Ten aanzien van de benadeelde partij [benadeelde partij] :
Wijst de vordering van de benadeelde partij [benadeelde partij] toe tot een bedrag van € 190,00 (honderdnegentig euro) aan vergoeding van materiële schade en € 1.000,00 (duizend euro) aan vergoeding van immateriële schade, te vermeerderen met de wettelijke rente vanaf 29 maart 2021 tot aan de dag der algehele voldoening.
Veroordeelt verdachte tot betaling van het toegewezen bedrag aan [benadeelde partij] voornoemd.
Veroordeelt verdachte voorts in de kosten door de benadeelde partij gemaakt en ten behoeve van de tenuitvoerlegging van deze uitspraak nog te maken, tot op heden begroot op nihil.
Bepaalt dat de benadeelde partij voor het overige niet-ontvankelijk in haar vordering is.
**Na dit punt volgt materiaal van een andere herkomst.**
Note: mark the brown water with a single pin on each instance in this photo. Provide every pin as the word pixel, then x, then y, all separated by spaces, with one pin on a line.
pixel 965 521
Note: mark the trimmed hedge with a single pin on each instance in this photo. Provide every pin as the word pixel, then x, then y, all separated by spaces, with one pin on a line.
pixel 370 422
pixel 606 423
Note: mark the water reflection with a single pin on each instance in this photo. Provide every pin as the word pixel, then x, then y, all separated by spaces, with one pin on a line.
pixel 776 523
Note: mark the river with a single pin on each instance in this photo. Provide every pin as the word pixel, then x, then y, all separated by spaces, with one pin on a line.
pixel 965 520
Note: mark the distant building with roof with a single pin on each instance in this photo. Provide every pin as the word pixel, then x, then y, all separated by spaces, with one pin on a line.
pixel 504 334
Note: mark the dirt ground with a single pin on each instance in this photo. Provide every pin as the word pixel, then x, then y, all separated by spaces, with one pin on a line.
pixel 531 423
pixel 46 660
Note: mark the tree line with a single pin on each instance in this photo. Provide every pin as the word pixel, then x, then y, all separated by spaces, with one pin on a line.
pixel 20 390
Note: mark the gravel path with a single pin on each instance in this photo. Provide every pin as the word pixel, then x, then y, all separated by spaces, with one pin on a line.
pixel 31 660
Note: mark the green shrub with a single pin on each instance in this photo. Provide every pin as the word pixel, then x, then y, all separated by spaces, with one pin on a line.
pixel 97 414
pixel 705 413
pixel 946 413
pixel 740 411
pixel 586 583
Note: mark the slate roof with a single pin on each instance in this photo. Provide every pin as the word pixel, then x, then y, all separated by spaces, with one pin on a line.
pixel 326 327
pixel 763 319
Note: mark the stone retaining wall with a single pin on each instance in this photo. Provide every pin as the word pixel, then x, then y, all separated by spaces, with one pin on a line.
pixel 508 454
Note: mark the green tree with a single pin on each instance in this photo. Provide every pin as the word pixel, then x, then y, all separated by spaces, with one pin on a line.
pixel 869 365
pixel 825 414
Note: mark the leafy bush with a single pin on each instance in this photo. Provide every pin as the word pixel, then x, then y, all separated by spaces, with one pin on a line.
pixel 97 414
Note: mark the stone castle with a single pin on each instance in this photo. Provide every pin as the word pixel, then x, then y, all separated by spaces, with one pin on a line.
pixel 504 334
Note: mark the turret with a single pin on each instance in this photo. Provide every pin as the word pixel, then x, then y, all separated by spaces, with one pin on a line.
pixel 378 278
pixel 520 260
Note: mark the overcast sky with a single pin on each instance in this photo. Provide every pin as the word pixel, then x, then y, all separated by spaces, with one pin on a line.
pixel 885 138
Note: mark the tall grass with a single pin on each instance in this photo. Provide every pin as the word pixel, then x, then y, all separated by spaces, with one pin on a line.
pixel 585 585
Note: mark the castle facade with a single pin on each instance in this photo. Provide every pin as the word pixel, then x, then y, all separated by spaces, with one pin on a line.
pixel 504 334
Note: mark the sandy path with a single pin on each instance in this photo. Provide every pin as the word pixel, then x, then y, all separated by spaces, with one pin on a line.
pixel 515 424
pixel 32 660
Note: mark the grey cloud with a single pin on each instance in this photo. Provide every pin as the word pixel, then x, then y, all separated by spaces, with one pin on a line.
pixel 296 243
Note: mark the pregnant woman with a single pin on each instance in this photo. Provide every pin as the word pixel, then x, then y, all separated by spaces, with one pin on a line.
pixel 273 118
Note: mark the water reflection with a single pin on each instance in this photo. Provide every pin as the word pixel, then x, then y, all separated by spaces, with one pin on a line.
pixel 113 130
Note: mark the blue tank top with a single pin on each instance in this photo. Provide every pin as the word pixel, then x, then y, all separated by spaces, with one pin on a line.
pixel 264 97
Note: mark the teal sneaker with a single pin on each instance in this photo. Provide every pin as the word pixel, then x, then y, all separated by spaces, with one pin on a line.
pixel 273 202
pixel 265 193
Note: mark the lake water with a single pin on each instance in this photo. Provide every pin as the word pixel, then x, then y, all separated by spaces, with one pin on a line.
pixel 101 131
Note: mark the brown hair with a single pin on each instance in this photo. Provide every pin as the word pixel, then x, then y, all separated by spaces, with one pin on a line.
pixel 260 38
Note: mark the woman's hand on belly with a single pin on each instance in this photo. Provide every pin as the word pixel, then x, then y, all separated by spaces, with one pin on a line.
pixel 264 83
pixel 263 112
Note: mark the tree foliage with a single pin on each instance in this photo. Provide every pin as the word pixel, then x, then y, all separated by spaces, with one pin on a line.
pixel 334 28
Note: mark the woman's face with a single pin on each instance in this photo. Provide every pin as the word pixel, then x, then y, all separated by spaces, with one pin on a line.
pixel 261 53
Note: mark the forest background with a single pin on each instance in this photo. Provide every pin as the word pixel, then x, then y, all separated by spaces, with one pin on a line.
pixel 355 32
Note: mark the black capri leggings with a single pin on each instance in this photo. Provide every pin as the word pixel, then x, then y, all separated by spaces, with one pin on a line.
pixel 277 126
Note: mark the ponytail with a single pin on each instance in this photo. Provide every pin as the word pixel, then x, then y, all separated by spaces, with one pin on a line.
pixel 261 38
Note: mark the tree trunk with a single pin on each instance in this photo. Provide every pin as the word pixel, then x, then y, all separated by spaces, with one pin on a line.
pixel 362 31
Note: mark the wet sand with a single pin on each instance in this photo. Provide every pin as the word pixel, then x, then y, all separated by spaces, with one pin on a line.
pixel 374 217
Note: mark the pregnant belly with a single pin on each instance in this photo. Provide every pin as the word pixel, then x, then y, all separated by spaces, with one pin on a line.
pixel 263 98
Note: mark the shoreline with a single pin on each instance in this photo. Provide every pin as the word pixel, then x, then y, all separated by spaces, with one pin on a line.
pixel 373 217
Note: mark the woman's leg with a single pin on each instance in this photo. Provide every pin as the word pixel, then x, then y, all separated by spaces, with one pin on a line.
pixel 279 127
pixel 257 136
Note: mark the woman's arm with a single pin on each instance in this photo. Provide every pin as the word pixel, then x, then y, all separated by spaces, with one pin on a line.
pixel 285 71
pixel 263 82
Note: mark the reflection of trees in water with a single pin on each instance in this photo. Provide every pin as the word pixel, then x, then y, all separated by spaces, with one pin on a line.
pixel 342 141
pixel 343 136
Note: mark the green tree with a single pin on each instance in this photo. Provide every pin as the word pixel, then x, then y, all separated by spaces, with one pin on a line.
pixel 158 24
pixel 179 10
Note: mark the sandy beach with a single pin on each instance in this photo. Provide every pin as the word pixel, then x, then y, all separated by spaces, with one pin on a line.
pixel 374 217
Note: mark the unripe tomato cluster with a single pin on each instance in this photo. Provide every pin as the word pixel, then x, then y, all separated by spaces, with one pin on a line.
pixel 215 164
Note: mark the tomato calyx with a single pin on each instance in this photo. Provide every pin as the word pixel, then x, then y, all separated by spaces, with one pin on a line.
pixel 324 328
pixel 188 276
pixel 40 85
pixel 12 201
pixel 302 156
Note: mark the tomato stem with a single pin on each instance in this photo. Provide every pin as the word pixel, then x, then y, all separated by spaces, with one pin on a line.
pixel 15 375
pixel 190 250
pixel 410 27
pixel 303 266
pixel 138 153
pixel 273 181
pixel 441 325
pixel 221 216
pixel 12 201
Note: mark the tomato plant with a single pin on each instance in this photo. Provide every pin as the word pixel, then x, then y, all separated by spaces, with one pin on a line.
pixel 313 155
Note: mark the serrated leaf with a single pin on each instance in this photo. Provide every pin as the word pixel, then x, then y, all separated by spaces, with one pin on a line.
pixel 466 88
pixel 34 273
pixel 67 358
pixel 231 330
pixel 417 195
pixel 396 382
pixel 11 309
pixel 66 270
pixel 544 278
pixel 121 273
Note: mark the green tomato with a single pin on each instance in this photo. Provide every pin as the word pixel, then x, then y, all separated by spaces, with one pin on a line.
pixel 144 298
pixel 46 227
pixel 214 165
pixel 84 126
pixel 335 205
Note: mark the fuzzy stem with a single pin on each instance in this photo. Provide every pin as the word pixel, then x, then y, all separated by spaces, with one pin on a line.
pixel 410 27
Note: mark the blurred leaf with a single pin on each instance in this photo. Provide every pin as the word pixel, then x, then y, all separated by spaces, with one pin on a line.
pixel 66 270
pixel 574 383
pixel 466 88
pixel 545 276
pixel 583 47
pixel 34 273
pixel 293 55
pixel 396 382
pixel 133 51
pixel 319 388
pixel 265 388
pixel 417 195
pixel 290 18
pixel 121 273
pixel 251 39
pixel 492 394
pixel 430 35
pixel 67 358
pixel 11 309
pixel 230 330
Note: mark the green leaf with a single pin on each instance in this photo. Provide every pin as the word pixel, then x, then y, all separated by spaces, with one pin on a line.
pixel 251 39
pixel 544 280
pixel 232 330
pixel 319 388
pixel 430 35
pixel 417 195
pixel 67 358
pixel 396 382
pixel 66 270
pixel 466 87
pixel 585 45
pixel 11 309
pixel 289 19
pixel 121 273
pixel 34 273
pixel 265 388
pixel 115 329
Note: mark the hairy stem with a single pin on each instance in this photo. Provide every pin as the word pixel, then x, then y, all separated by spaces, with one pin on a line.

Schadevergoedingsmaatregel:
Legt verdachte de verplichting op ten behoeve van [benadeelde partij] aan de Staat € 1.190,00 (elfhonderdnegentig euro) te betalen. Bij gebreke van betaling en verhaal kan gijzeling worden toegepast voor de duur van 21 (eenentwintig) dagen. De toepassing van die gijzeling heft de betalingsverplichting niet op.
Bepaalt dat, indien en voor zover verdachte aan een van de genoemde betalingsverplichtingen heeft voldaan, daarmee de andere is vervallen.
Heft op het bevel tot voorlopige hechtenis van verdachte met ingang van het tijdstip waarop de duur van de voorlopige hechtenis gelijk wordt aan die van het onvoorwaardelijk gedeelte van de opgelegde vrijheidsstraf.
Dit vonnis is gewezen door
mr. G.M. van Dijk, voorzitter,
mrs. A.C.J. Klaver en M. Wiewel, rechters,
in tegenwoordigheid van mr. J.C. Roodenburg, griffier,
en uitgesproken op de openbare terechtzitting van deze rechtbank van 26 augustus 2021.